The Super Bowl has long been seen as the “tent pole” of American consumer culture: an annual game that routinely pulls in viewers at a scale otherwise achieved only by one-off events like series finales and celebrity car chases. It actually drives sales of TVs: the Retail Advertising and Marketing Association reports that 2.5 million people plan to buy a new TV for the express purpose of watching the game, part of an overall $8.7 billion in Super Bowl-related consumer spending.
The most visible aspect of the Super Bowl’s importance, of course, is the phenomenon of Super Bowl ads. Companies often use the game to debut important ad campaigns – the classic example being Apple’s 1984 campaign, still frequently referred to as the best Super Bowl ad ever – and increasingly ads are created that will only air during the Super Bowl. This raises the pressure to make the ads memorable and eye-catching ‘must-sees’.
One of the strategies used in the past few years, particularly by breweries and other businesses that advertise primarily to young men, has been to ramp up the sex and violence in ads. While these ads are frequently cartoonish, it’s enough to raise concerns with a large segment of the viewing population. Eighty percent of mothers polled in the US say they intend to watch the game. Most of the mothers surveyed plan to watch the game with their children and nearly half worry that the ad content isn’t appropriate for young viewers.
There’s no question that advertisers have a history of pushing the envelope in order to get attention: Go Daddy, an Internet company that primarily handles domain name registration and web hosting, has had its Super Bowl ads rejected by Fox often enough that it became news this year when its ad was accepted for broadcast. The twist is that the approved ad simply directs viewers to the real Go Daddy ad, which is housed on the company’s Web site and presumably contains content Fox would not be keen to air.
The Web has become an increasingly important part of Super Bowl advertising. The brewery Molson-Coors, shut out from broadcast ads, is still running a Super Bowl campaign, encouraging customers to submit user-created videos to be shown on their Web site, with the prize for the best being tickets to either the 2008 or 2009 Super Bowl.
Advocacy groups are getting in on the action, too. The organization Dads and Daughters has released a list of Tips for Dads and Daughters Watching the Super Bowl Together. After a few suggestions on pre-game activities – playing catch, going for a hike or a bike ride together – nearly all the tips focus on how to cope with the sexualized images of women likely to be found within the game and especially in advertising. “Try to watch the game through her eyes,” the sheet suggests, “If you see an ad or image that disrespects or objectifies females, change the channel so you, your daughter, and your family don’t have those images in your home. Let her know why you decided to flip and ask for her feedback.” It concludes: “Use the Super Bowl to become more media-literate and sensitive to your daughter’s experience. Decide to pay more attention to how media portray women and girls. When you see an ad, ask ‘What if it was my daughter?’, and then reassess your reaction to it.”

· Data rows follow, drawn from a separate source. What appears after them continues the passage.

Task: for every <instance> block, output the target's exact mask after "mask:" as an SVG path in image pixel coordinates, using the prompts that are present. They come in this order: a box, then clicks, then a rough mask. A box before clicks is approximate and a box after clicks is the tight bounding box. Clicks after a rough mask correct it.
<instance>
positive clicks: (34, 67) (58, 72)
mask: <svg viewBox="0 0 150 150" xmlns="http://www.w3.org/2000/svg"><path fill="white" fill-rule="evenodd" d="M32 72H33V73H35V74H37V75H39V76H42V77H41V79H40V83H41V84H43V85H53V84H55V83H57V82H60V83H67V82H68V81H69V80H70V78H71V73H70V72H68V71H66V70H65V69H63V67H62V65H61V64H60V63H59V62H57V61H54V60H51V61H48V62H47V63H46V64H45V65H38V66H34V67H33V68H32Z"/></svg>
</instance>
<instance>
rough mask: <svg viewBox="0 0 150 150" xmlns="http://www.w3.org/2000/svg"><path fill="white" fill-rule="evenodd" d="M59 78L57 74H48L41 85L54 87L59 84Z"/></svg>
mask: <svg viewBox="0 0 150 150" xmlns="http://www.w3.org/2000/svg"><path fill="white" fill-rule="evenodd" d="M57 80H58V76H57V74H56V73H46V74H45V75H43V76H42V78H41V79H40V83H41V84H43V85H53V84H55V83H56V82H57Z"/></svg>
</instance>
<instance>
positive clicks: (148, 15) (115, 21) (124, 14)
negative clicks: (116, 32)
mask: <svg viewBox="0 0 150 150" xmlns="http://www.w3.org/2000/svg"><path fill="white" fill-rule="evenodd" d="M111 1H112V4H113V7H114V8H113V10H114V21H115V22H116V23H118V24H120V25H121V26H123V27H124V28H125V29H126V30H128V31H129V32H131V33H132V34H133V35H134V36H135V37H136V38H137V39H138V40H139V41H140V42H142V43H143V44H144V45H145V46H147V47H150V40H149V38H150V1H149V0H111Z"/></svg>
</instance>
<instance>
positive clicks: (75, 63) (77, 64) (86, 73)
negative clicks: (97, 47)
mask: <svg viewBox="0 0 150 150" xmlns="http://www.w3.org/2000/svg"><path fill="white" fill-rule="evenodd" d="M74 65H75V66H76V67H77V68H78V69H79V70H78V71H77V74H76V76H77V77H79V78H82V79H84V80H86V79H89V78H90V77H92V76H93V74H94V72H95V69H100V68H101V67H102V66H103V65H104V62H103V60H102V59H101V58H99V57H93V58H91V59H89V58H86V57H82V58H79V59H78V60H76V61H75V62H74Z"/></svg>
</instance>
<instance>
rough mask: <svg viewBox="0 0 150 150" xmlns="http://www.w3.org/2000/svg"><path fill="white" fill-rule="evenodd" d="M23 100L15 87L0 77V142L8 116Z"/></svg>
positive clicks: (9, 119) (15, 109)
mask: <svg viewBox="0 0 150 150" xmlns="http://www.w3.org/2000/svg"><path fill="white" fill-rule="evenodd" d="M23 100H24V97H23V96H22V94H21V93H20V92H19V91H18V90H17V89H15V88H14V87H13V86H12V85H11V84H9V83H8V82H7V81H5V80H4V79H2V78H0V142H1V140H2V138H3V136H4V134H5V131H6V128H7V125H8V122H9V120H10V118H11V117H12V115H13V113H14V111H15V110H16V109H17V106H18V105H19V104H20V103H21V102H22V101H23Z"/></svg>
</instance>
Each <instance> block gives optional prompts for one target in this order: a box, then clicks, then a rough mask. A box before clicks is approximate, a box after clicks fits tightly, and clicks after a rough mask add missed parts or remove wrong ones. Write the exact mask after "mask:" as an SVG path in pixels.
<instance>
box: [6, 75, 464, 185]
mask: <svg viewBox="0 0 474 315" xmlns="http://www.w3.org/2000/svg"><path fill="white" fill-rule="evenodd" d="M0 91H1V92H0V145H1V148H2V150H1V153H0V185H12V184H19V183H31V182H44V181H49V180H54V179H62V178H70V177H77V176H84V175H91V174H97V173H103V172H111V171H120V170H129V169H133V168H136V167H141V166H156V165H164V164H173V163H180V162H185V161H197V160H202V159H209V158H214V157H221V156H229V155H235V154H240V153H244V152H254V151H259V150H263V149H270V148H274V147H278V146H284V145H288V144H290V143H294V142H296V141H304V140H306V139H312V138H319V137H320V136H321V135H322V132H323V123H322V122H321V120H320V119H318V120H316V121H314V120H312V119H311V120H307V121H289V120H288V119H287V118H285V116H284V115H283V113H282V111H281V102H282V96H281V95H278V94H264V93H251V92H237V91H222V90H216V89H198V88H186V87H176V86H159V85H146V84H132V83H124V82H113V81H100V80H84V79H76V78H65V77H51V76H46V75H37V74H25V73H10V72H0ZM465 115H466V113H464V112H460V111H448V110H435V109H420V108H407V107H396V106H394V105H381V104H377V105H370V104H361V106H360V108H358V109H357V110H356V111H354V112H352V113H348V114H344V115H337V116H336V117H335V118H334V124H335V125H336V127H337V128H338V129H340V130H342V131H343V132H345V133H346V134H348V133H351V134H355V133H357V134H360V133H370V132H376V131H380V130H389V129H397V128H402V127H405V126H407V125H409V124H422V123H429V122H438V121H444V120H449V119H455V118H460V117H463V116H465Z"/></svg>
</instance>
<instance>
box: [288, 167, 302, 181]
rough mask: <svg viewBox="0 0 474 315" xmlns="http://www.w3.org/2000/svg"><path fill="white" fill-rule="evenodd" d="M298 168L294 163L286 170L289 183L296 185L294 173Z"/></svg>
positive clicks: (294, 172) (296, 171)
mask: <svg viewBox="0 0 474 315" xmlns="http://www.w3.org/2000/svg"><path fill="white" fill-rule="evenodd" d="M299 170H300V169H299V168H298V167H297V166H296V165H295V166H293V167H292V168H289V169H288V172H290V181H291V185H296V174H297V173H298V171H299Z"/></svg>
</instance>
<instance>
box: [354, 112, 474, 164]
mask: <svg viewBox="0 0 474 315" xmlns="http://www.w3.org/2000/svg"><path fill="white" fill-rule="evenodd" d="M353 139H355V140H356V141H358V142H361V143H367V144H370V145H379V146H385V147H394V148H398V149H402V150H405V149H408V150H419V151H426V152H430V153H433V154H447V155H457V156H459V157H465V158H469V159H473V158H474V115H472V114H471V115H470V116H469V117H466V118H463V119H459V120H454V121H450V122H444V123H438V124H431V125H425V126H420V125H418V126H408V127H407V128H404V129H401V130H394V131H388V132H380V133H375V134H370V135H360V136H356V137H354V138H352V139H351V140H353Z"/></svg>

Sounds like a good plan, for commercials both on and off the air. The subject of the winning user-generated ad submitted to the Molson-Coors Web site? A young woman from Buffalo, out in the snow in a Coors Light bathing suit.
For Classroom Discussion
Do you think that the Super Bowl actually increases consumer spending, or does it just concentrate it? In other words, would the people who bought new TVs to watch the Super Bowl have bought a new TV sometime this year anyway, or did the Super Bowl really make them buy a new TV? Why do you think so?
How might ads that are created to be aired only once be different from ads created to be aired repeatedly? What aspects of the ad (claims, images, content, etc.) might be different? What different goals might the creators of the ad have when creating a one-time ad?

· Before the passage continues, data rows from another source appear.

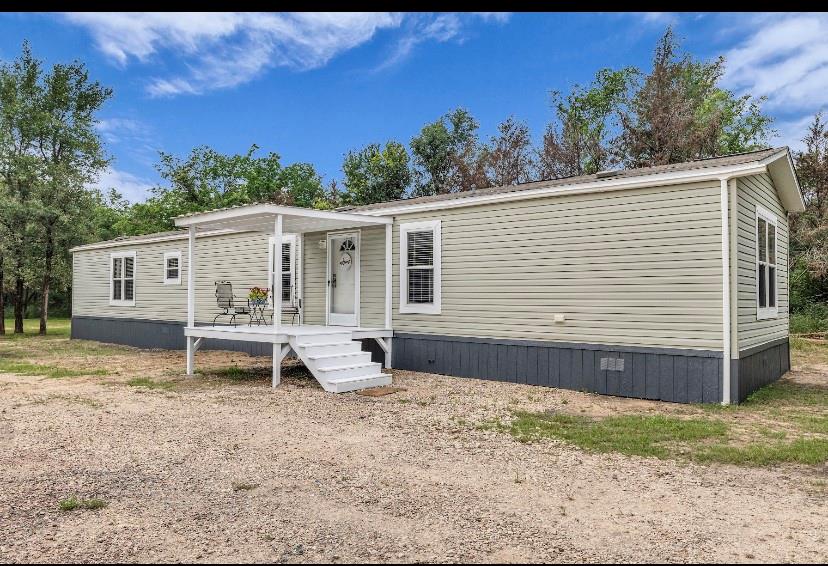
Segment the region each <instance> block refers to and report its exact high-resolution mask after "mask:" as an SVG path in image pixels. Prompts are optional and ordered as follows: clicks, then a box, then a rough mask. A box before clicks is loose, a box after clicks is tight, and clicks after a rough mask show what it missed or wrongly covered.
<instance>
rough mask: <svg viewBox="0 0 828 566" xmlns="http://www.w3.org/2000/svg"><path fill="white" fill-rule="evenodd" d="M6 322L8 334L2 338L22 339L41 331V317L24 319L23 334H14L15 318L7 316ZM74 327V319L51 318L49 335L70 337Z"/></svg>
mask: <svg viewBox="0 0 828 566" xmlns="http://www.w3.org/2000/svg"><path fill="white" fill-rule="evenodd" d="M5 322H6V336H5V337H2V336H0V339H4V338H10V339H20V338H30V337H33V336H38V332H39V331H40V319H39V318H25V319H23V334H14V333H13V332H14V319H12V318H7V319H5ZM71 328H72V319H69V318H49V321H48V322H47V324H46V336H47V337H64V338H68V337H69V334H70V331H71Z"/></svg>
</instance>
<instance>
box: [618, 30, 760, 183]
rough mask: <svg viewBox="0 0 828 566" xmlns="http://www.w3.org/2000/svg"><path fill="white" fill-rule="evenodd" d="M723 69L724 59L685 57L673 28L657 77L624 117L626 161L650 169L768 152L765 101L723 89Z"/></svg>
mask: <svg viewBox="0 0 828 566" xmlns="http://www.w3.org/2000/svg"><path fill="white" fill-rule="evenodd" d="M724 69H725V60H724V58H723V57H718V58H717V59H715V60H713V61H699V60H697V59H695V58H693V57H692V56H691V55H690V54H689V53H683V52H681V48H680V45H679V43H678V41H677V40H676V39H675V36H674V35H673V31H672V29H670V28H668V29H667V31H666V32H665V34H664V35H663V36H662V38H661V39H660V40H659V42H658V45H657V46H656V49H655V54H654V56H653V68H652V71H651V72H650V74H648V75H646V76H643V78H641V80H640V81H638V84H637V85H635V87H634V92H633V94H632V97H631V100H630V103H629V106H628V107H627V108H625V109H624V110H623V111H622V112H621V124H622V128H623V131H622V132H621V135H620V137H619V138H618V140H617V143H616V146H617V149H618V151H619V152H620V155H621V157H622V158H623V161H624V162H625V163H626V164H627V165H628V166H630V167H646V166H652V165H664V164H668V163H679V162H682V161H687V160H690V159H699V158H704V157H713V156H717V155H722V154H726V153H737V152H742V151H751V150H754V149H758V148H761V147H766V146H767V140H768V139H769V138H770V137H771V136H772V135H773V134H774V132H773V130H771V128H770V124H771V118H770V117H768V116H766V115H764V114H762V112H761V107H760V104H761V102H762V99H758V100H757V99H753V98H752V97H750V96H749V95H745V96H736V95H735V94H733V93H732V92H731V91H729V90H726V89H724V88H722V87H720V86H719V83H720V82H721V78H722V75H723V73H724ZM639 76H641V75H639Z"/></svg>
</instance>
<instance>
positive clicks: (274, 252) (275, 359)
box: [271, 214, 287, 387]
mask: <svg viewBox="0 0 828 566" xmlns="http://www.w3.org/2000/svg"><path fill="white" fill-rule="evenodd" d="M273 246H274V250H273V253H274V254H276V257H275V259H276V266H275V267H274V268H273V332H274V333H278V332H279V327H280V326H281V325H282V271H283V270H282V215H281V214H277V215H276V223H275V224H274V227H273ZM285 346H287V344H286V345H285ZM286 354H287V352H284V353H283V349H282V345H281V344H278V343H276V342H274V343H273V381H272V383H271V386H272V387H276V386H277V385H279V383H280V382H281V381H282V359H283V358H284V357H285V355H286Z"/></svg>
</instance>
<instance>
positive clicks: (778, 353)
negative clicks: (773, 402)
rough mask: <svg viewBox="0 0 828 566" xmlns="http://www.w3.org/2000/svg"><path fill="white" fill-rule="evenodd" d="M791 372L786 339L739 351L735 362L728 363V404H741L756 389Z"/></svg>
mask: <svg viewBox="0 0 828 566" xmlns="http://www.w3.org/2000/svg"><path fill="white" fill-rule="evenodd" d="M790 369H791V350H790V344H789V342H788V338H781V339H779V340H774V341H773V342H769V343H767V344H762V345H761V346H756V347H754V348H750V349H749V350H742V351H741V352H739V359H738V360H731V364H730V383H731V386H730V391H731V398H730V401H731V403H741V402H742V401H744V400H745V399H747V398H748V396H749V395H750V394H751V393H753V392H754V391H756V390H757V389H759V388H761V387H764V386H765V385H768V384H770V383H773V382H774V381H776V380H777V379H779V378H780V377H782V376H783V375H785V372H787V371H789V370H790Z"/></svg>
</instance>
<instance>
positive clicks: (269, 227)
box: [175, 204, 393, 234]
mask: <svg viewBox="0 0 828 566" xmlns="http://www.w3.org/2000/svg"><path fill="white" fill-rule="evenodd" d="M279 215H281V216H282V231H283V232H285V233H290V234H301V233H303V232H324V231H328V230H341V229H347V228H359V227H363V226H382V225H385V224H391V223H392V222H393V220H392V219H391V218H390V217H382V216H380V217H377V216H368V215H367V214H354V213H350V212H334V211H330V210H313V209H310V208H299V207H296V206H281V205H277V204H250V205H244V206H237V207H232V208H223V209H218V210H211V211H209V212H198V213H193V214H186V215H183V216H177V217H176V218H175V225H176V226H178V227H180V228H189V227H191V226H195V227H197V228H198V230H199V232H208V231H213V230H231V231H239V232H249V231H257V232H273V226H274V222H275V219H276V217H277V216H279Z"/></svg>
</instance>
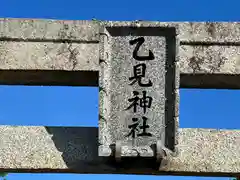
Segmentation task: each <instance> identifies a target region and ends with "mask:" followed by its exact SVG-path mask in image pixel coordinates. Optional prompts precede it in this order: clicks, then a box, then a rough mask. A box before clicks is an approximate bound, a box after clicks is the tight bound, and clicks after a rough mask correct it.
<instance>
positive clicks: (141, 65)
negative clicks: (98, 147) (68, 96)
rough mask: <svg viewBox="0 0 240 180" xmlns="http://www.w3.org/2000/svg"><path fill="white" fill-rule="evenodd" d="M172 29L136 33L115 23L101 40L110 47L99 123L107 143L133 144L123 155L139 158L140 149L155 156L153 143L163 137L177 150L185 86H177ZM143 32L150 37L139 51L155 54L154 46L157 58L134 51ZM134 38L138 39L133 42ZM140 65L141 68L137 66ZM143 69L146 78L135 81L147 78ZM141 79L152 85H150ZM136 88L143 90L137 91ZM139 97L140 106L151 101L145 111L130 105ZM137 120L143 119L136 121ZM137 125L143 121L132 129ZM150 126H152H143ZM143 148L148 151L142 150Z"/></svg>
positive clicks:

View a number of Super Bowl ads from past years (available royalty-free at http://www.superbowl-ads.com). Do you think the content is appropriate for the various audiences that watch the Super Bowl? Why or why not? If you think some ads could be inappropriate to some audiences, what impact might this have on the way they see themselves?
Review the Tips for Dads and Daughters Watching the Super Bowl Together. Do you think the tips are necessary? Why or why not? Review the Super Bowl ads you just viewed. Are there any you think a young woman would find disturbing or unpleasant? Why?
Statistics suggest that many women feel more Super Bowl ads should be aimed at them, since they make up a large part of the viewing audience. Design a Super Bowl ad that would appeal to an audience other than the usual one (men eighteen to thirty-five). How would it be different?